Nadelstiche schmerzen

Zunächst stellten die Forscher um Lewin fest, dass die Nacktmulle bei extremer Hitze oder einem Nadelpieks genauso Schmerzen zeigen wie etwa Mäuse. Sie ziehen die verletzte Pfote zurück oder lecken die Wunde. Chemische Reize, die bei anderen Tieren oder bei Menschen starke Schmerzen hervorrufen, ließen die Nacktmulle jedoch kalt: Nach der Injektion von Säure oder dem Chili-Wirkstoff Capsaicin zeigten sie keinerlei Schmerzreaktionen.

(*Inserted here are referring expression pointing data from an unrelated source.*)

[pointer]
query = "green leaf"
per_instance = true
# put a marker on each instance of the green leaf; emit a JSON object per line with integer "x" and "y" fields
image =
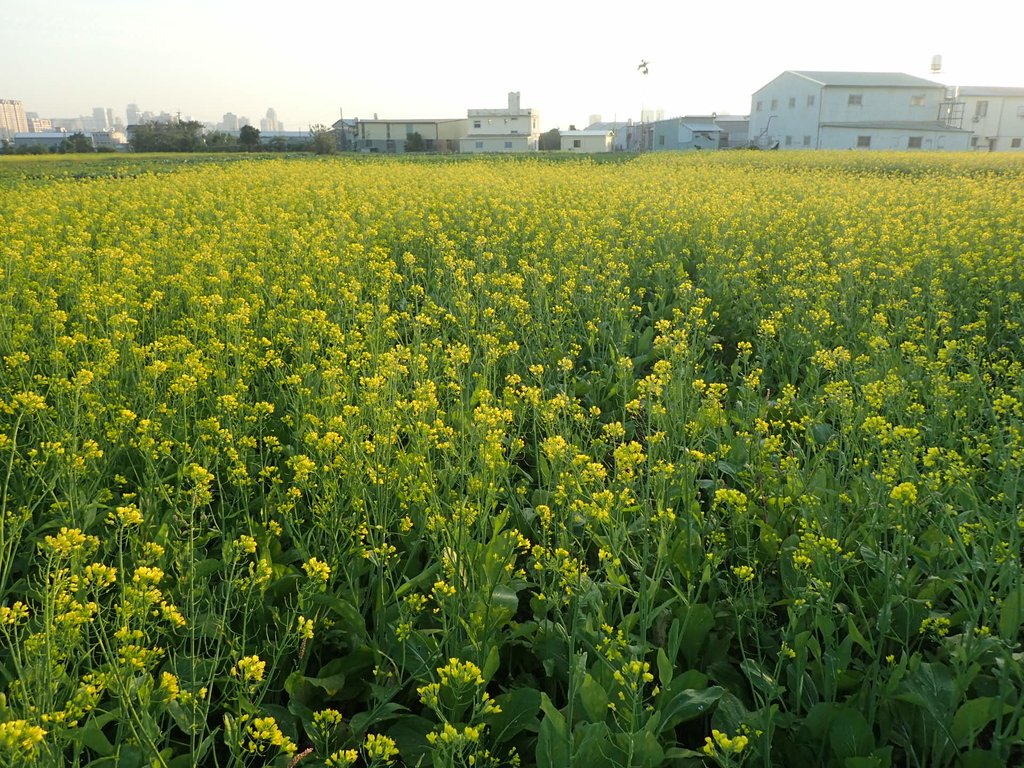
{"x": 552, "y": 743}
{"x": 351, "y": 620}
{"x": 871, "y": 761}
{"x": 647, "y": 752}
{"x": 686, "y": 705}
{"x": 130, "y": 756}
{"x": 410, "y": 734}
{"x": 1012, "y": 613}
{"x": 981, "y": 759}
{"x": 974, "y": 716}
{"x": 93, "y": 737}
{"x": 594, "y": 699}
{"x": 849, "y": 733}
{"x": 593, "y": 747}
{"x": 518, "y": 713}
{"x": 761, "y": 679}
{"x": 664, "y": 668}
{"x": 492, "y": 664}
{"x": 505, "y": 597}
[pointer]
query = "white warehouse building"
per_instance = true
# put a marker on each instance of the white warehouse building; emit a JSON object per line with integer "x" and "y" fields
{"x": 994, "y": 115}
{"x": 511, "y": 129}
{"x": 851, "y": 111}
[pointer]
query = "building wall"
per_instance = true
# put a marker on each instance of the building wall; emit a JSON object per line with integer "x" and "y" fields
{"x": 788, "y": 105}
{"x": 791, "y": 108}
{"x": 995, "y": 121}
{"x": 881, "y": 103}
{"x": 12, "y": 118}
{"x": 500, "y": 121}
{"x": 892, "y": 138}
{"x": 477, "y": 144}
{"x": 588, "y": 144}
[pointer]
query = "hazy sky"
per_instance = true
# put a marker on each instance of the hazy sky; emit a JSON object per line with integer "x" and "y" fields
{"x": 433, "y": 59}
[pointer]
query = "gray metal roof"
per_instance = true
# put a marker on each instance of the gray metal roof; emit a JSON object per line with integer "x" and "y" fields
{"x": 705, "y": 127}
{"x": 867, "y": 79}
{"x": 907, "y": 125}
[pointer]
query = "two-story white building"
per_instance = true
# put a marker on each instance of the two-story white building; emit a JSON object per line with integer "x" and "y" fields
{"x": 512, "y": 129}
{"x": 398, "y": 136}
{"x": 993, "y": 115}
{"x": 852, "y": 111}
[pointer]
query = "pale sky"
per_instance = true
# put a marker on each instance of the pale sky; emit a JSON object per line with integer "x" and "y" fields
{"x": 309, "y": 59}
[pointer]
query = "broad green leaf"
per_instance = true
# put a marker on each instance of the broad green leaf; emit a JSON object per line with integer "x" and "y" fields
{"x": 519, "y": 709}
{"x": 686, "y": 705}
{"x": 849, "y": 733}
{"x": 974, "y": 716}
{"x": 594, "y": 699}
{"x": 593, "y": 747}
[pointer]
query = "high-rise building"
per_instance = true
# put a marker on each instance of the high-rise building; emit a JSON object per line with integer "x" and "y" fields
{"x": 270, "y": 123}
{"x": 12, "y": 118}
{"x": 99, "y": 119}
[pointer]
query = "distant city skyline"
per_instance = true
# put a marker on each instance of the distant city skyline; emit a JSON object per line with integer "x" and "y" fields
{"x": 66, "y": 58}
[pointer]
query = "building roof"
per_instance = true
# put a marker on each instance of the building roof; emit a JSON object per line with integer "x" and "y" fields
{"x": 988, "y": 90}
{"x": 866, "y": 79}
{"x": 496, "y": 135}
{"x": 696, "y": 125}
{"x": 589, "y": 132}
{"x": 413, "y": 121}
{"x": 897, "y": 125}
{"x": 41, "y": 134}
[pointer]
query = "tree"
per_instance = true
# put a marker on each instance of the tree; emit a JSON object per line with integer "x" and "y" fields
{"x": 323, "y": 141}
{"x": 551, "y": 139}
{"x": 77, "y": 142}
{"x": 174, "y": 136}
{"x": 249, "y": 138}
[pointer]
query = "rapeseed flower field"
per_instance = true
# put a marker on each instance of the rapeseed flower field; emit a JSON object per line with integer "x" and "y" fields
{"x": 684, "y": 461}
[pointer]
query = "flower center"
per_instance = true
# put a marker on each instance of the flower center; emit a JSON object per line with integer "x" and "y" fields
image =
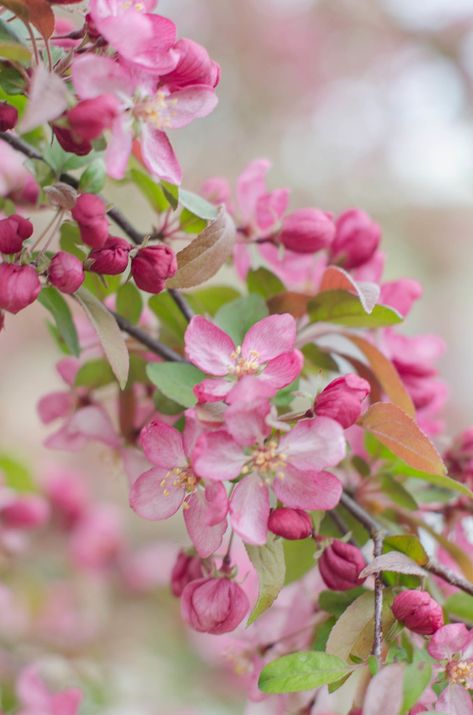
{"x": 267, "y": 462}
{"x": 460, "y": 672}
{"x": 179, "y": 478}
{"x": 244, "y": 365}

Detaillierte Untersuchungen ergaben, dass die Nacktmulle Säure überhaupt nicht wahrnehmen. Das sei einzigartig unter Wirbeltieren. Womöglich fehlen ihnen dafür nötige Ionenkanäle in den Nervenzellen, schreiben die Wissenschaftler. Auf Capsaicin hingegen reagieren die Nervenfasern der Tiere sehr wohl. Allerdings scheint eine ungewöhnliche Verschaltung dieser Nervenfasern im zentralen Nervensystem dazu zu führen, dass die Tiere keinen Schmerz spüren.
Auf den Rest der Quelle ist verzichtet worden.